The most obvious example of that is in Synopsys’ acquisition of ORA, which represents what the former describes as its “initial move this [optical] space”, wording that hints at more activity in the future. Although Synopsys' software has certainly been used previously in the design of optoelectronic structures such as multi-junction solar cells and light-emitting diodes, a key motivation for the ORA deal is the dawn of the solid-state lighting market:
"The emergence of the LED industry definitely presents an opportunity," the company told optics.org. "LEDs are key enablers for rapidly growing areas such as solid-state lighting, display backlighting and automotive lighting."
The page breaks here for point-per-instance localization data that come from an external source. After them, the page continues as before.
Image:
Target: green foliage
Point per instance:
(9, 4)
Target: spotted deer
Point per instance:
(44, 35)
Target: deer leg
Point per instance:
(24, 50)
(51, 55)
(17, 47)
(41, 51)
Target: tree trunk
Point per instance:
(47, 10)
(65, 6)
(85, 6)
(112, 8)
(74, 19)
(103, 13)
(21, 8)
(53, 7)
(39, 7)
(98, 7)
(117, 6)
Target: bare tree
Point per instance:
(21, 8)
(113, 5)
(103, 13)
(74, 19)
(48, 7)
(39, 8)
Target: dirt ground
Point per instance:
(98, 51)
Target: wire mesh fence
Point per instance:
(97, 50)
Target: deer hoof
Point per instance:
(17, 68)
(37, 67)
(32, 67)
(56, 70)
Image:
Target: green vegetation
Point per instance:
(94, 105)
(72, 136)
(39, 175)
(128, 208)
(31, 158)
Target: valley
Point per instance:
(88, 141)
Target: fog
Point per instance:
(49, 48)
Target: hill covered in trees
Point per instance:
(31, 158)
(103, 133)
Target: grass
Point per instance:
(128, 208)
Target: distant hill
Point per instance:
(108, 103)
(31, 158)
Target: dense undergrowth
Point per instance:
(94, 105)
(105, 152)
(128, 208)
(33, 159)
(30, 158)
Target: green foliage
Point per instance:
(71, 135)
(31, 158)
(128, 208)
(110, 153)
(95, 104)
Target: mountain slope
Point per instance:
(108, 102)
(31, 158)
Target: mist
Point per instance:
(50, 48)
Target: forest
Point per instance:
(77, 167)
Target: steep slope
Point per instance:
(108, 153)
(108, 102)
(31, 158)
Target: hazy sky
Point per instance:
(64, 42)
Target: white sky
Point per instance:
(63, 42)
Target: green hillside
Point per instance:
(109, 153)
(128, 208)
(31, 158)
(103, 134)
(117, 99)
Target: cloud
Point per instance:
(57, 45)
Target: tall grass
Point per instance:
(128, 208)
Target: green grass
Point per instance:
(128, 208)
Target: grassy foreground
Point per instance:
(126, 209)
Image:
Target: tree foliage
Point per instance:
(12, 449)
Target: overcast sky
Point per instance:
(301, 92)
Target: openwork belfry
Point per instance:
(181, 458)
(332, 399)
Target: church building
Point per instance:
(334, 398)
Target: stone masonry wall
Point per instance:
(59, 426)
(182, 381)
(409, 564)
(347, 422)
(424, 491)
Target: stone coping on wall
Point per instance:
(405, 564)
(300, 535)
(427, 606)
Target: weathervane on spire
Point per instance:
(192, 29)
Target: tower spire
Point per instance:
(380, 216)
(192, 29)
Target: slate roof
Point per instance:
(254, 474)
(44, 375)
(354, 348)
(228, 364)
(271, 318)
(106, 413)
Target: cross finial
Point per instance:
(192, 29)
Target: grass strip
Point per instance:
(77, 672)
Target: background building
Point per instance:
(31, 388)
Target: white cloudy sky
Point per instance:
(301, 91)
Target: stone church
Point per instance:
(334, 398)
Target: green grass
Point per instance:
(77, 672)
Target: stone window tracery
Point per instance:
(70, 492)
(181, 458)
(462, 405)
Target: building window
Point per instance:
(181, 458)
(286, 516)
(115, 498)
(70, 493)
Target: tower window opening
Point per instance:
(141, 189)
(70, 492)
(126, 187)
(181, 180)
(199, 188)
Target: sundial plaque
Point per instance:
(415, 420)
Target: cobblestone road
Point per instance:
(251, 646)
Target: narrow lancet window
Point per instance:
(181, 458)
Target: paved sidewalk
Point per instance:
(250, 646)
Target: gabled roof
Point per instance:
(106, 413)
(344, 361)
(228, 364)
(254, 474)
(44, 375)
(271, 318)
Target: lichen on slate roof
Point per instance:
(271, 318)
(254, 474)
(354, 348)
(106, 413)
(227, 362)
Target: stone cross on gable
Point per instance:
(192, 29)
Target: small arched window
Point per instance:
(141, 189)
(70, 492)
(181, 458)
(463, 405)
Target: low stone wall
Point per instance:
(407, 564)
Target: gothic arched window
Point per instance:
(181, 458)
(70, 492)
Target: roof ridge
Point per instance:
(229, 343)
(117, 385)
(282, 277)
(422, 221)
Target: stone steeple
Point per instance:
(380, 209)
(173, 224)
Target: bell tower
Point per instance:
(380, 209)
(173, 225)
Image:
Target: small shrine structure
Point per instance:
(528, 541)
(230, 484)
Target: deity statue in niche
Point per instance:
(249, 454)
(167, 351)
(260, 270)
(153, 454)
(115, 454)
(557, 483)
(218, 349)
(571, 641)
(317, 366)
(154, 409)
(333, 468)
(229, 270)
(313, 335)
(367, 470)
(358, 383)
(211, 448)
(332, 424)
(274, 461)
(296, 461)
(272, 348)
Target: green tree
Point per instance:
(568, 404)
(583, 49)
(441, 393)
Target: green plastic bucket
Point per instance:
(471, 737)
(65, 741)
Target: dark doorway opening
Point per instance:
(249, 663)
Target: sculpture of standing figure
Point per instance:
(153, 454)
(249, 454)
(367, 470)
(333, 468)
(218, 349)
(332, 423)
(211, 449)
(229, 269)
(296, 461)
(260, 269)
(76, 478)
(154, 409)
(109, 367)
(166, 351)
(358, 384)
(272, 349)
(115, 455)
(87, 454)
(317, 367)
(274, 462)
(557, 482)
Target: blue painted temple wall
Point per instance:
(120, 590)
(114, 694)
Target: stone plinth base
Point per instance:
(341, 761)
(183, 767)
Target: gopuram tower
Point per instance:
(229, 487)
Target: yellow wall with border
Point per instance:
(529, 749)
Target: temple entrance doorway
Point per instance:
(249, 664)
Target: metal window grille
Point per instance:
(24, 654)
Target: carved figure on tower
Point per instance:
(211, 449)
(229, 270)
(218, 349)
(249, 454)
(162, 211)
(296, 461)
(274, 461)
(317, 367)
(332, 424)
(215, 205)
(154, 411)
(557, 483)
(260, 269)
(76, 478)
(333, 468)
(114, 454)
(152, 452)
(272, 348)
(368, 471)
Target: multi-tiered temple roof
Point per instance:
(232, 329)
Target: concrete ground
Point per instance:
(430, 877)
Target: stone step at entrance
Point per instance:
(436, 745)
“Optical design is a logical adjacency for Synopsys,” is how Howard Ko, the senior VP and general manager of the company’s silicon engineering group (SEG), described the ORA deal. “We believe that together we can provide substantial value to ORA’s current customers, as well as to growing and emerging markets in solid-state lighting and LEDs.”
Synopsys also acknowleges ORA's strong identity within the optics sector. Although the business will become part of its SEG, that identity will be maintained: "We recognize the value in the ORA brand and expect this to be retained for the foreseeable future," a company spokeswoman said. "ORA has in place an extensive worldwide sales distribution and support network. It is our intention to retain the existing distributors."
George Bayz, ORA's president and CEO, will stay with the company following the change in ownership, along with "the majority" of the company's executive management team, Synopsys confirmed. ORA's sites in Pasadena and Tucson will remain, while its Westborough facility will be integrated into Synopsys' Marlboro, Massachusetts, office.
Synopsys estimates the total addressable market for ORA's optics software at more than $50 million currently, with the LED sector providing a strong impetus. "The market is expected to expand rapidly with the growth in LED lighting," said the company. "Growth of the overall high-brightness LED market is greater than 20 percent. The growth of the software focused on LED is slightly less than that, approximately 12 to 15 percent."
Likewise, the FLIR/ICx deal is an acknowledgement of the growing importance of advanced sensing technologies for defense and security applications. And while the technologies employed by ICx are many and varied, photonics is key to some: among its explosives-detecting products are a Raman-based screening system for bottled liquids and a fluorescence system capable of detecting military-grade compounds.
On a smaller scale, the growing market for high-specification infrared imaging is the key reason behind IQE’s latest acquisition. The GaSb and InSb materials in which Galaxy specializes form the basis for sensitive detectors operating in the mid- and long-wave infrared spectral range.
Examples of their usefulness include the Fourier transform hyperspectral imaging spectrometer recently introduced by ABB Analytical, an instrument using two detection modules and based around an InSb detector that extends the useful detection range to a high sensitivity in the infrared region, enabling long-range stand-off sensing of dangerous gases.